Congratulations, your program is vulnerable to length-extension attack [0].
What you want is something secret determining the output of something public... so instead of reinventing the wheel (the number 1 source of issues in crypto), use the standard, ie HMAC [1].
Now for the rest of the algorithm, IANAC, but truncating sounds like a bad idea.
> The password quality is just adequate, but I think the idea has potential to be very secure.
The op makes no broad claims. I think your insights are helpful, but I would change your wording from "Congratulations" to "unfortunately" and then politely point out how to resolve the issue.
There is no issue. Length extension requires the full (or as close to full as to make no difference) output of the hash function.
The problem with hash functions like SHA1,2 and MD5 is that their output represents their entire internal state.
In this case let's say an attacker recovered the password for door 1. They can then compute what the passwords associated with Door's whose number starts with 1.
As the password is substantially truncated, this does not represent the final state of the hash, and the attack is not useful.
That aside, this still suffers from weak key derivation, allowing a more direct bruteforce attack, as others have mentioned.
I agree that HMAC is the better option, but I don't see any reasonable scenario where length-extension is actually relevant for this application.
Also, I think that truncating actually improves security: An attacker who knows n (door_id, password) pairs and is bruteforcing the base_phrase can only check each base_phrase candidate for the first m bytes. This increases the odds of a 'false collision' in the brute forcing; that is, they find a different base_phrase which happens to work for their (door_id, password) pairs, but won't work for door_ids which they don't know.

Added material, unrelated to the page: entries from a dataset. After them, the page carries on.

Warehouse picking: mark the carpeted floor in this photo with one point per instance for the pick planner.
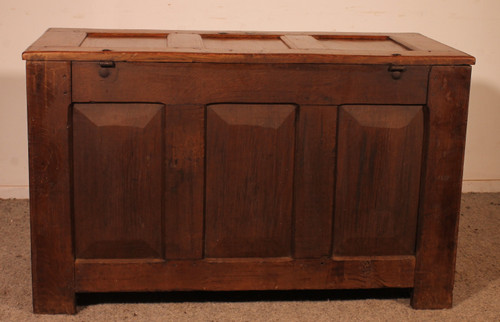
(477, 286)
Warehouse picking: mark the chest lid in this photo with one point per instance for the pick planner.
(243, 47)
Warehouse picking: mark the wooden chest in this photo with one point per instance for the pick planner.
(243, 161)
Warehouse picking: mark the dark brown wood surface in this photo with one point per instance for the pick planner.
(441, 187)
(378, 176)
(117, 178)
(244, 274)
(249, 180)
(252, 167)
(49, 98)
(242, 47)
(306, 84)
(314, 181)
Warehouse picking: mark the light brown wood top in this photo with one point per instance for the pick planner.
(243, 47)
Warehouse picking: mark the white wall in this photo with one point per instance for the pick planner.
(472, 26)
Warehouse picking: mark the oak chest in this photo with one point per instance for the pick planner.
(168, 160)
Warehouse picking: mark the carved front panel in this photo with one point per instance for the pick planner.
(117, 158)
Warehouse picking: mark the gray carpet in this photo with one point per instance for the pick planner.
(477, 286)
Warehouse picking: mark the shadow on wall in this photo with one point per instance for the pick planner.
(482, 150)
(13, 136)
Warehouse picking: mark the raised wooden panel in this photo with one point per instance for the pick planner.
(378, 179)
(184, 180)
(118, 157)
(314, 181)
(249, 177)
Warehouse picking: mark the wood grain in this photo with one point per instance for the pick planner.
(441, 187)
(52, 258)
(249, 180)
(306, 84)
(118, 158)
(184, 179)
(245, 274)
(249, 47)
(184, 40)
(314, 181)
(378, 179)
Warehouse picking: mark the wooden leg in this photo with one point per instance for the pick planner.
(441, 187)
(49, 99)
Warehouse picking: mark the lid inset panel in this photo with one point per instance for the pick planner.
(369, 43)
(114, 41)
(257, 43)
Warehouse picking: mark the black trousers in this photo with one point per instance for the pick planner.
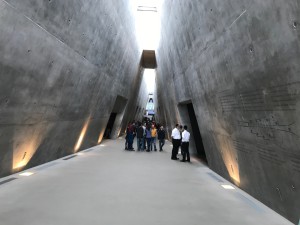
(185, 151)
(176, 144)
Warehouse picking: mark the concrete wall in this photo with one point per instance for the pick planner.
(238, 62)
(62, 65)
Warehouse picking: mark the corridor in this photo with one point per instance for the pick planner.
(107, 185)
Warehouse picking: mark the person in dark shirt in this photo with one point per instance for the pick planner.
(161, 135)
(140, 137)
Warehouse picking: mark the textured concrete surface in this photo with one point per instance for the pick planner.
(113, 186)
(238, 62)
(62, 66)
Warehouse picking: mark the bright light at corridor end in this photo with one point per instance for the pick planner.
(147, 22)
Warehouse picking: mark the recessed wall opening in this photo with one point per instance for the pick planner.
(196, 132)
(110, 125)
(116, 114)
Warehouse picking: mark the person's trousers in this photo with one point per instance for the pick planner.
(185, 151)
(148, 143)
(176, 144)
(161, 144)
(140, 144)
(153, 143)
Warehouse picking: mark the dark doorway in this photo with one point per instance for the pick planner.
(110, 125)
(196, 132)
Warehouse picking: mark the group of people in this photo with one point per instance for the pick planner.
(146, 135)
(180, 137)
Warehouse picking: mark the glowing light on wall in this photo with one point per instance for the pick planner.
(82, 134)
(228, 187)
(101, 136)
(26, 174)
(229, 157)
(26, 142)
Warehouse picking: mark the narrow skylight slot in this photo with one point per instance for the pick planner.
(147, 8)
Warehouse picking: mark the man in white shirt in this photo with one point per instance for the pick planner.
(185, 145)
(176, 142)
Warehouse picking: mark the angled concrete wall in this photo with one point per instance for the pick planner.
(62, 66)
(238, 63)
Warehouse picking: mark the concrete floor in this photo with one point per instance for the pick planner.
(111, 186)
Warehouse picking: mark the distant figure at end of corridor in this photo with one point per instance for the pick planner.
(185, 145)
(176, 137)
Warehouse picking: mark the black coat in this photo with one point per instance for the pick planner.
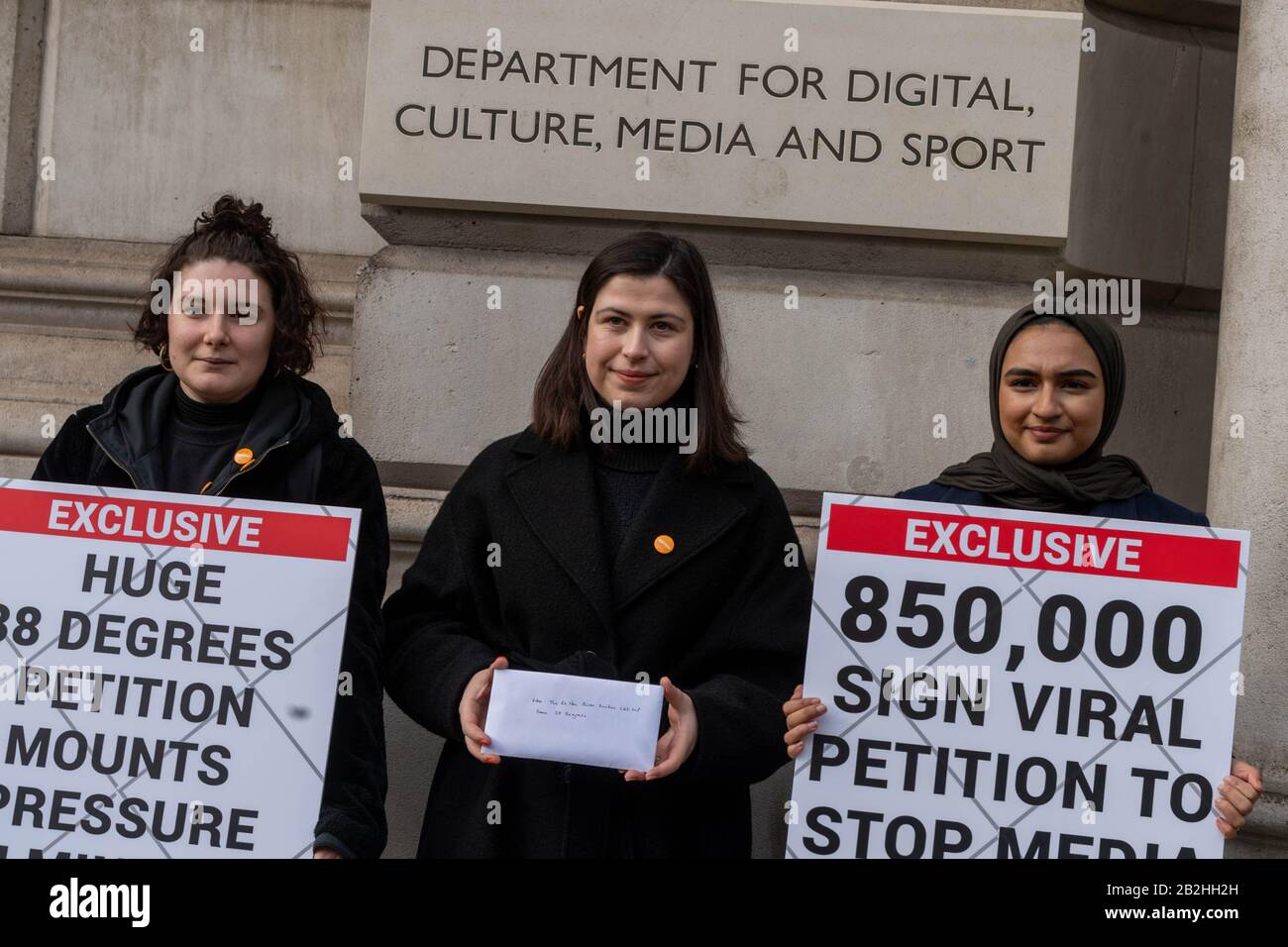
(724, 616)
(300, 458)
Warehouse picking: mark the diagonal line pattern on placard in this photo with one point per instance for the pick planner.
(119, 789)
(1024, 586)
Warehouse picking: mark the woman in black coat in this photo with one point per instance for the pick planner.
(1056, 385)
(227, 412)
(558, 552)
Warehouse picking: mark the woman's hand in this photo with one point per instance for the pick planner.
(1239, 791)
(802, 715)
(475, 711)
(679, 740)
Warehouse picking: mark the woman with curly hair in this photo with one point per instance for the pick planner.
(228, 412)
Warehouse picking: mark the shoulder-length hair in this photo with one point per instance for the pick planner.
(563, 392)
(240, 232)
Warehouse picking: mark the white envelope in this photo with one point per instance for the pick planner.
(570, 719)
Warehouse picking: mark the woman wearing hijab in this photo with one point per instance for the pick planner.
(558, 552)
(1056, 386)
(227, 412)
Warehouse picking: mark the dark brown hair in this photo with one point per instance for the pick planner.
(239, 232)
(565, 394)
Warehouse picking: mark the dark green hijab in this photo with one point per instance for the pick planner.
(1073, 487)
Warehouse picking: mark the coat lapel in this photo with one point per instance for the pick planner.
(555, 493)
(694, 512)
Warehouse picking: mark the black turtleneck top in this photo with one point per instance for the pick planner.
(623, 474)
(200, 440)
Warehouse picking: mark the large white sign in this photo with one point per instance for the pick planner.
(168, 671)
(1004, 684)
(884, 118)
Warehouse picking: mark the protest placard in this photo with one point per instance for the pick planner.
(1012, 684)
(168, 668)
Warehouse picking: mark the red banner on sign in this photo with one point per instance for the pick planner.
(1028, 544)
(227, 528)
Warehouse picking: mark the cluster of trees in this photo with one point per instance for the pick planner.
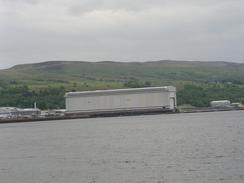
(200, 96)
(24, 97)
(53, 97)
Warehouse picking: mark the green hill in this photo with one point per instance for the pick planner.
(46, 82)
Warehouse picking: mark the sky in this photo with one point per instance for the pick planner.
(120, 30)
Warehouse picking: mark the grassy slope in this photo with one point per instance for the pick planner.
(114, 73)
(48, 81)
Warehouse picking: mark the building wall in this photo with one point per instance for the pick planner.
(115, 101)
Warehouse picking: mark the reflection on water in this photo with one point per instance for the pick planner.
(200, 147)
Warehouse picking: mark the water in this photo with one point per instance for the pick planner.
(175, 148)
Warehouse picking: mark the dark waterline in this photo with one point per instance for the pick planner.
(197, 147)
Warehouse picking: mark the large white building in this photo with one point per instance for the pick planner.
(133, 99)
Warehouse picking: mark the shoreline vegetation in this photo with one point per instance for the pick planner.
(45, 83)
(111, 114)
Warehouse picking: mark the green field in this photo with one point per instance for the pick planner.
(197, 82)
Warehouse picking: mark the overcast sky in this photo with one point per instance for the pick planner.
(121, 30)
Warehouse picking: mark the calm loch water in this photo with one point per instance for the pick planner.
(175, 148)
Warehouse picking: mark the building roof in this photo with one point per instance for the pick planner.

1. Various services have differing ideas about what characters can be used in a password and how long it can be. My default settings are to generate 20-character passwords with all kinds of characters and I frequently have to adjust those settings if the service in question only allows me to use letters. Or just 8 characters. Granted, if MaxLength for input fields is set consistently then generating a too-long password will do no harm, but character set might remain problematic (or insecure).
2. Changing a password (e.g. after a leak) requires one to us a different door id. Which then leads to remembering the appropriate ID for the currently-valid password. To properly mitigate this I guess the only option is to sort-of go back to traditional password managers by having a lookup table door id to enter → door id that is used to generate the password.
Solving these issues was a fun challenge when I built a project similar to this a few years ago. It's one of the few things I've built that I use every single day.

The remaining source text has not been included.